Koobface was chiefly monetised through click fraud. Guilmette's thesis is that since Koobface went quiet three years ago, at least one of the fraudsters involved has moved on to become making his money through selling Viagra, Cialis and other pharmaceuticals, without prescription, through EvaPharmacy.

It may be that machines compromised using Koobface are been used to spamvertise EvaPharmacy. "Spamming for fake pharmacy domains would be more profitable, to the Koobface gang, than just trying to make money by perpetrating click frond," Guilmette concluded.

Cybercrime researcher Dancho Danchev has also been following the trail of the Koobface gang for years. He reckons Guilmette's theory is along the right lines but needs to be supplemented by evidence from the malware itself, rather than domain name registration information alone.

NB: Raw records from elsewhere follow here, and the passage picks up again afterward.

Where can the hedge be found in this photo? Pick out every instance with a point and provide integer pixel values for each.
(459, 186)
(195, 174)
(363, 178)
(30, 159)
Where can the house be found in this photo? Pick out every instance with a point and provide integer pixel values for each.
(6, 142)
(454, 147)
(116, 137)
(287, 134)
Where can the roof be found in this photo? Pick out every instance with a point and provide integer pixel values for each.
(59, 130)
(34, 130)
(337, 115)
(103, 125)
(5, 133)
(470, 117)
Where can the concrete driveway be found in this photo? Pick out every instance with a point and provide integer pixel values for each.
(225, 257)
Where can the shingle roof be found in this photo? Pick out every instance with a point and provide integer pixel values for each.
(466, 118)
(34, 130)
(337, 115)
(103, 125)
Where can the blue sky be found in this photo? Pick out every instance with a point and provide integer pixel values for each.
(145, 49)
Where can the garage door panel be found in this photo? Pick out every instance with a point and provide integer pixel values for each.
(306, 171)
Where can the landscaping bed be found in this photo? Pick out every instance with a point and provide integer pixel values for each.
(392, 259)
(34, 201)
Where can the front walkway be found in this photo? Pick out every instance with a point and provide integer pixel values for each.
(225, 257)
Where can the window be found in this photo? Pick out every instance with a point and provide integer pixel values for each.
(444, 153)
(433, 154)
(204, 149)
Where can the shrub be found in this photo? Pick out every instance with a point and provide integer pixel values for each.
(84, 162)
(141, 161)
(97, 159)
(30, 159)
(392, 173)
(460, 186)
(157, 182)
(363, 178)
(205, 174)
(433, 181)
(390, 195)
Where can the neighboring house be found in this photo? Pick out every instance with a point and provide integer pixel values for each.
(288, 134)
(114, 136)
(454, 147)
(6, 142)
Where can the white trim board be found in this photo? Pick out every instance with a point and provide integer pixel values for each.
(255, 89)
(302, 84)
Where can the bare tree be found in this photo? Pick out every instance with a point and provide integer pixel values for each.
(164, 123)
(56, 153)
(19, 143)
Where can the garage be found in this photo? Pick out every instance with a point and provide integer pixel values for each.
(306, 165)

"I also don't believe in such type of coincidences in our line of work, however, initial attributable 'impressions' must always be cross-checked against multiple infection/propagation indicators of live/historical campaigns, so that a truly realistic picture can emerge," Danchev told El Reg

Although the attention towards the Koobface gang shifted in a post-Koobface botnet security industry, what we shouldn't forget is that once they felt invincible to track/shut down, they experimented through a multi-layered monetisation of hosts, by starting to serve client-side exploits in 2009. What this revealed is also a direct connection with Exmanoize, the author of the Eleonore Exploit Kit, as the initial malicious domains was registered using an email belonging to him, proving that they've been busy socialising with other key market players back then."

Danchev's analysis of the client-side exploits involving Koobface, which mentions Exmanoize, and dating from 2009 can be found here.